Osman Kavala’dan Ayşe Barım çıkışı: Gezi’den sonra

1 Kasım 2017’den bu yana tutuklu olan Osman Kavala, menajer Ayşe Barım’ın Seyahat davası kapsamında tutuklanmasına ait değerlendirmelerde bulundu.
Avukatları aracılığı ile ileti paylaşan Kavala, artık suçlamalar ile suçlananların hareketleri ortasında türel bağ kurma ve inandırıcı kanıt ortaya koyma gereği duyulmadığını söz etti.
Osman Kavala, bildirisinde şunları dedi:
“Bir müddettir izlediğimiz tutuklamalar tasa vericidir. Ayşe Barım’la ilgili yapılanlar, Seyahat davasında yaşadığımız gerçekliği tahrif etme ve algı yaratmanın çarpıcı bir örneği. İstanbul Başsavcılığı’nın 24 Ocak’ta kamuoyuna yaptığı açıklamada, Barım’ın gözaltına alınma münasebetlerinden birinin, benimle Seyahat olaylarıyla ilgili ağır bağlantısının tespit edilmesi olduğu belirtiliyor. Halbuki savcılığın elindeki telefon trafiği kayıtlarından Barım’la konuşmalarımızın Seyahat protestoları bittikten sonraki tarihte başladığının anlaşılmaması mümkün değil.

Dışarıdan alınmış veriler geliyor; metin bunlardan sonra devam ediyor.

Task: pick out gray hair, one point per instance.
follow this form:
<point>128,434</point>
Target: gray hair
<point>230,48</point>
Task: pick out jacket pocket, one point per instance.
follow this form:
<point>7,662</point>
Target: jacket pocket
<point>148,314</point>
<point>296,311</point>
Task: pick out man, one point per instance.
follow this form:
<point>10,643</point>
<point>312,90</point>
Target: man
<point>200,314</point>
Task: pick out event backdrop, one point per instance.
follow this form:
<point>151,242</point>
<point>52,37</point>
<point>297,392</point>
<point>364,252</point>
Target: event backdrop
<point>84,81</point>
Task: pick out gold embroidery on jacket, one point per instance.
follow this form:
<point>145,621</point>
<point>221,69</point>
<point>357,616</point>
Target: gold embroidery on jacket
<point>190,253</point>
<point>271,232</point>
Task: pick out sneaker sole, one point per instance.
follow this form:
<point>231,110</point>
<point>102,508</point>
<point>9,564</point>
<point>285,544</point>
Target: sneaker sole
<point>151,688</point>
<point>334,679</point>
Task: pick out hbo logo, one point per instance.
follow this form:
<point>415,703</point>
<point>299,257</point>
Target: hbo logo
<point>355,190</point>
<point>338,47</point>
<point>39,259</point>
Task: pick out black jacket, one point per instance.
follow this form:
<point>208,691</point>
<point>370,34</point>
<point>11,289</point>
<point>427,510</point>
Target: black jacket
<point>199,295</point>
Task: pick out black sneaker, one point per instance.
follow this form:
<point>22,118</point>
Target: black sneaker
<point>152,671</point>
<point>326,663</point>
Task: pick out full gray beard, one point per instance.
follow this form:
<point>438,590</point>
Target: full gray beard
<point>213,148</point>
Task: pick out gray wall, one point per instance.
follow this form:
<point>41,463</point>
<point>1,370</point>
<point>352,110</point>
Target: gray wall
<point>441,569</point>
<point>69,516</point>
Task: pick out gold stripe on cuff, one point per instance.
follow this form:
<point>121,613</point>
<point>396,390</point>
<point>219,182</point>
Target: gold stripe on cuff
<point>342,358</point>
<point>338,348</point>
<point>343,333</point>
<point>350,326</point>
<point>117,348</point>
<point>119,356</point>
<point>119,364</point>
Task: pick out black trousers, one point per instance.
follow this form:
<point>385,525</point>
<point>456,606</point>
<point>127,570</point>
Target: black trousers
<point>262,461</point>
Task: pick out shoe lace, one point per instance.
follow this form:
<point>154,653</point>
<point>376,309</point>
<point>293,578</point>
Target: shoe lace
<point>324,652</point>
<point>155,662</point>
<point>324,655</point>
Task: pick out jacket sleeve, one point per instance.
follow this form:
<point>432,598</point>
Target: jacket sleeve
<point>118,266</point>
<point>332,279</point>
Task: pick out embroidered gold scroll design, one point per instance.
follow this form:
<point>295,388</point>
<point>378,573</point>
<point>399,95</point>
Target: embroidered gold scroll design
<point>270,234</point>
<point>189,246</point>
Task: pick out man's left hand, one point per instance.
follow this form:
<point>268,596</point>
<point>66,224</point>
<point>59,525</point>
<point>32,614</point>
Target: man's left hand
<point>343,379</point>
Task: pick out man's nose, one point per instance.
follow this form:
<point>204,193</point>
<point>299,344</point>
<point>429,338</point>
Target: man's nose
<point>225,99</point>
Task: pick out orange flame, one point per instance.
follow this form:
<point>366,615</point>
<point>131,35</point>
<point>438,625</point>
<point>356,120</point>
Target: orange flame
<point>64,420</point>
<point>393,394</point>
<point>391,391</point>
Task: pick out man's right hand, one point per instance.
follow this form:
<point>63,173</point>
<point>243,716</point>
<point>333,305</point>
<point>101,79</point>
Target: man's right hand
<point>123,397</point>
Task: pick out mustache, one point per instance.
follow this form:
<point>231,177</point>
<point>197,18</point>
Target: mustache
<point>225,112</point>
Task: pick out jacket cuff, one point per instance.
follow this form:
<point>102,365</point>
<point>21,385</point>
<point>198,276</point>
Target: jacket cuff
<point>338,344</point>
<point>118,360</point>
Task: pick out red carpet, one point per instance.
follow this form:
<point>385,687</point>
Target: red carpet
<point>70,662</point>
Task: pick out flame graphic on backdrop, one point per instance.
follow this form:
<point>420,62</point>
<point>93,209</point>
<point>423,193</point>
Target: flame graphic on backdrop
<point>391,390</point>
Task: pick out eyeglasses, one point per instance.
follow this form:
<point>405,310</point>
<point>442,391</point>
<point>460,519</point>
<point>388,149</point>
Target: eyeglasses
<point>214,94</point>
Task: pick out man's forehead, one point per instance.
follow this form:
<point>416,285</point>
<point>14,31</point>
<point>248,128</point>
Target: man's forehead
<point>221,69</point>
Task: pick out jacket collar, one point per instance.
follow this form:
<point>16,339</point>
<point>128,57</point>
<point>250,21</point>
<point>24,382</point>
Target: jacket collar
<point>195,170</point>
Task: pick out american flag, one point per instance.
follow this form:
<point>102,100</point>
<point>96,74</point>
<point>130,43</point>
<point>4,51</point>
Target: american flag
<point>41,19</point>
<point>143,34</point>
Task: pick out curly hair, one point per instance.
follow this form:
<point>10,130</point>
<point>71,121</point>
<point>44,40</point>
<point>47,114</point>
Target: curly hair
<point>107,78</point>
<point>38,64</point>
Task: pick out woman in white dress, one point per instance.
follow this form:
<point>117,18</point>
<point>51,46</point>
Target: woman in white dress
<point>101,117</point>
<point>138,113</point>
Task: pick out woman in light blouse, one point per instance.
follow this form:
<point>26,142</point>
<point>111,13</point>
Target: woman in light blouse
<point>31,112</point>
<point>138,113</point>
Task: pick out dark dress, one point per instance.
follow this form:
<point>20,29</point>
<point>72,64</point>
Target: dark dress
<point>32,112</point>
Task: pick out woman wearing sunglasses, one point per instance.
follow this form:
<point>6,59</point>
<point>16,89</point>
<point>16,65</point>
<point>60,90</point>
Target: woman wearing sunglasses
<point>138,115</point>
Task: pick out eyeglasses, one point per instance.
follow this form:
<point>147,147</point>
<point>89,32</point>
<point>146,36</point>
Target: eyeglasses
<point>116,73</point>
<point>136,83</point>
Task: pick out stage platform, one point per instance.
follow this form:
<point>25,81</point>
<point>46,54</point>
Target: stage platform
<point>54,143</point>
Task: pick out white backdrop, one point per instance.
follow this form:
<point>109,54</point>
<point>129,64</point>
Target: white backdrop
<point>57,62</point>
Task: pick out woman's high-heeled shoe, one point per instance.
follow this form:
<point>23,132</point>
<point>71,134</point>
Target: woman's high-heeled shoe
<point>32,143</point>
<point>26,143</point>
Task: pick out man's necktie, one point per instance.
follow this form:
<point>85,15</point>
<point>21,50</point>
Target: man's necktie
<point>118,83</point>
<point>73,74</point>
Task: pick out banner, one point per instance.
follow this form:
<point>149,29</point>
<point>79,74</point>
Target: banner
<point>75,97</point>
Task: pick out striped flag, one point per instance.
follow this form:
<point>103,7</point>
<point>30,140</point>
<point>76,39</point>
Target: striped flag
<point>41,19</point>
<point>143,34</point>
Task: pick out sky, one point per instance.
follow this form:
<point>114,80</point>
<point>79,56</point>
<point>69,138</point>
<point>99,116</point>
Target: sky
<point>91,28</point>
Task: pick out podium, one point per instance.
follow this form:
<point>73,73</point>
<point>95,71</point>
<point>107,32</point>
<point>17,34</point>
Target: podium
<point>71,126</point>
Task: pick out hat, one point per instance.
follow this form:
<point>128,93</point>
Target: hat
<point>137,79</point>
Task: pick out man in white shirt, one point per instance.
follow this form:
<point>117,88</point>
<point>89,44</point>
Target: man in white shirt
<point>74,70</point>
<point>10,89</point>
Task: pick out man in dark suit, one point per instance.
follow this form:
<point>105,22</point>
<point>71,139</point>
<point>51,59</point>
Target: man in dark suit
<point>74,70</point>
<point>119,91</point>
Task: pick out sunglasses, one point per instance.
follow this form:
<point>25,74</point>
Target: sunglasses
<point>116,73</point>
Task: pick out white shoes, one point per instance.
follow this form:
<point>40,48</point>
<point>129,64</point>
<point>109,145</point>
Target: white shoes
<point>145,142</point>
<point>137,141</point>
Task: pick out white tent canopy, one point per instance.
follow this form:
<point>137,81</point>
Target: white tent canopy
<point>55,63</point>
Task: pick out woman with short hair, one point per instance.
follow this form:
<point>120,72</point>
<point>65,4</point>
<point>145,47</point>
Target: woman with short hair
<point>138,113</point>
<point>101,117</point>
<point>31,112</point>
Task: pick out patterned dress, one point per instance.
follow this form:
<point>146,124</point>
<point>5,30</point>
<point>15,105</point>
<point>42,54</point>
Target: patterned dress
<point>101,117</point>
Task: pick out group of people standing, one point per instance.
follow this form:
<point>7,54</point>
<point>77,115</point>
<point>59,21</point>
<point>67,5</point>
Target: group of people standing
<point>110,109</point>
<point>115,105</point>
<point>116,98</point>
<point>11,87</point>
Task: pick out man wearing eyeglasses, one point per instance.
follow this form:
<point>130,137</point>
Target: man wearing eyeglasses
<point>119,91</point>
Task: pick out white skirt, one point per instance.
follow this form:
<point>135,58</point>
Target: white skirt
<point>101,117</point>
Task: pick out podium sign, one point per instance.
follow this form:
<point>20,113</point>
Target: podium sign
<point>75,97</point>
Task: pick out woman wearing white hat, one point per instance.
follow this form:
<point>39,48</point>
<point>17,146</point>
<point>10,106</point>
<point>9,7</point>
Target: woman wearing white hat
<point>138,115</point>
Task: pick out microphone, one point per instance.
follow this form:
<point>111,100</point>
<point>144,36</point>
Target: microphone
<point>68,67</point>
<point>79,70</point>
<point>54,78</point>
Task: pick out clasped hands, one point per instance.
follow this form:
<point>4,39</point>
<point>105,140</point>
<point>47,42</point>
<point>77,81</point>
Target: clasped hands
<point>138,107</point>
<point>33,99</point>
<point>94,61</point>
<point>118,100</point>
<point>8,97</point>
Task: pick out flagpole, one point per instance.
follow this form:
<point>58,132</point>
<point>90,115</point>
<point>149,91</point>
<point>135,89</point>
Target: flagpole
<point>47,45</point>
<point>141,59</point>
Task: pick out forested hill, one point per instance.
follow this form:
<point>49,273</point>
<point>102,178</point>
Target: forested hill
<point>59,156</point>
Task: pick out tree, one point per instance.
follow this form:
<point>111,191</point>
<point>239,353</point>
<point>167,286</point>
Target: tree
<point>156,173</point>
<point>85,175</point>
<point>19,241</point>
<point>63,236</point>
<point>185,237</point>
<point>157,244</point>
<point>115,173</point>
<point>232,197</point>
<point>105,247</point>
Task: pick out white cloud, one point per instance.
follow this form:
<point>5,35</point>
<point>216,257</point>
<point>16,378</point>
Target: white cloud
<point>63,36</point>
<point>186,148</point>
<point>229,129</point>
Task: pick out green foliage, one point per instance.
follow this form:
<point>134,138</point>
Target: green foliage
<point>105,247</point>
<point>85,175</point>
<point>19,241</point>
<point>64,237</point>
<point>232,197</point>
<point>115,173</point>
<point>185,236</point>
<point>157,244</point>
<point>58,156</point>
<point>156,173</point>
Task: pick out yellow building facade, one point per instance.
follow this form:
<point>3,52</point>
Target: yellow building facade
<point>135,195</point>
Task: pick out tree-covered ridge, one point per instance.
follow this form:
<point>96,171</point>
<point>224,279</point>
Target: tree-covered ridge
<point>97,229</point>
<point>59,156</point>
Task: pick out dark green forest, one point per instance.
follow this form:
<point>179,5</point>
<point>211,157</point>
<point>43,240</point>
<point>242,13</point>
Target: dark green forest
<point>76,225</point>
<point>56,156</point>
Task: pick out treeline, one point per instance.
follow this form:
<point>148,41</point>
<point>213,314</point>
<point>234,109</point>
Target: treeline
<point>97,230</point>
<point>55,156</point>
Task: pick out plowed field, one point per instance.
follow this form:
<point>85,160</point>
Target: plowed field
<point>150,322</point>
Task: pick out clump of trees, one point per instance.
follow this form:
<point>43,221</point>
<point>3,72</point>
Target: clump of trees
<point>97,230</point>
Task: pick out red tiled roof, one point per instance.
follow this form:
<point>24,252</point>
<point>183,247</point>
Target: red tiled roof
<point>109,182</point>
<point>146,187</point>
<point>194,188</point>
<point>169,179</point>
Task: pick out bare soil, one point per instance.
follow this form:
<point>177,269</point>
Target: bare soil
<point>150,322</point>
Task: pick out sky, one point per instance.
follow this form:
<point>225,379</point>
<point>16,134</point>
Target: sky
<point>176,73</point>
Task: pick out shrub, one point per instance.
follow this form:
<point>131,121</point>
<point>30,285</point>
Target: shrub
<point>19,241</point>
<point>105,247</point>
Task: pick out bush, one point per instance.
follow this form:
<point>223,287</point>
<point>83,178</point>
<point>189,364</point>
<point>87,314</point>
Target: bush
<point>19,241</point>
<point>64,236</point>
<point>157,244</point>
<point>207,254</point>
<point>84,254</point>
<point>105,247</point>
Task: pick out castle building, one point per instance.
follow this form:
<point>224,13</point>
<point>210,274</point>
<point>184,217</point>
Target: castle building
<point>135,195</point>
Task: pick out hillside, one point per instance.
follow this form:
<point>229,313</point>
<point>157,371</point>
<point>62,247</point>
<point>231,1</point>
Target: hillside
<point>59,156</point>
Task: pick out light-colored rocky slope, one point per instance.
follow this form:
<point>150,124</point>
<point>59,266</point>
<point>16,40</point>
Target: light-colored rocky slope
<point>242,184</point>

“İNANDIRICI KANIT ORTAYA KOYMA GEREĞİ DUYULMUYOR”
Gezi öncesinde, sırasında ve sonrasında telefonlarım dinleniyordu. Savcı iddia edilen çeşitten hiçbir konuşma olmadığının bilgisine de sahipti. Barım’ın, belediye liderlerinin, siyasetçilerin ve gazetecilerin tutuklanmalarında görülen ortak özellik, artık suçlamalar ile suçlananların aksiyonları ortasında tüzel ilgi kurma ve inandırıcı kanıt ortaya koyma gereği duyulmamasıdır.
Bu uygulama Seyahat davasında uzman hale getirildi, Seyahat davası kamuoyunu bu uygulamaya alıştırmak için kullanıldı. Son günlerde ortaya çıkan Seyahat protestolarını kriminalize etme çabasının de bu hedefe hizmet ettiğine inanıyorum.”
AYŞE BARIM GEÇTİĞİMİZ GÜNLERDE TUTUKLANDI
İstanbul Cumhuriyet Başsavcılığınca yürütülen seyahat soruşturmasında gözaltına alınan menajer Ayşe Barım “hükümeti ortadan kaldırmaya teşebbüse yardım etme” hatasından, 28 Ocak’ta tutuklandı.
OSMAN KAVALA’NIN DURUMU
“Gezi Parkı olayları” davasına bakan İstanbul 13. Ağır Ceza Mahkemesi, Anadolu Kültür AŞ Yönetim Kurulu Lideri olan tutuklu sanık Osman Kavala’yı, “Türkiye Cumhuriyeti hükümetini ortadan kaldırmaya teşebbüs” hatasından ağırlaştırılmış müebbet mahpus cezasına çarptırmış, “siyasal yahut askeri casusluk” cürmünden ise beraatine hükmetti.
Davanın temyiz edildiği İstanbul Bölge Adliye Mahkemesi (istinaf), mahallî mahkemenin kararını hukuka uygun buldu.
Dava evrakı daha sonra Yargıtay 3. Ceza Dairesi’ne gönderilmişti. Daire, 28 Eylül 2023’te verdiği kararda, Türk Ceza Kanunu’nun 312/1 unsuru mucibince, “Türkiye Cumhuriyeti hükümetini ortadan kaldırmaya teşebbüs” cürmünden ağırlaştırılmış müebbet mahpusa çarptırılan Kavala hakkındaki mahkumiyet kararını onadı.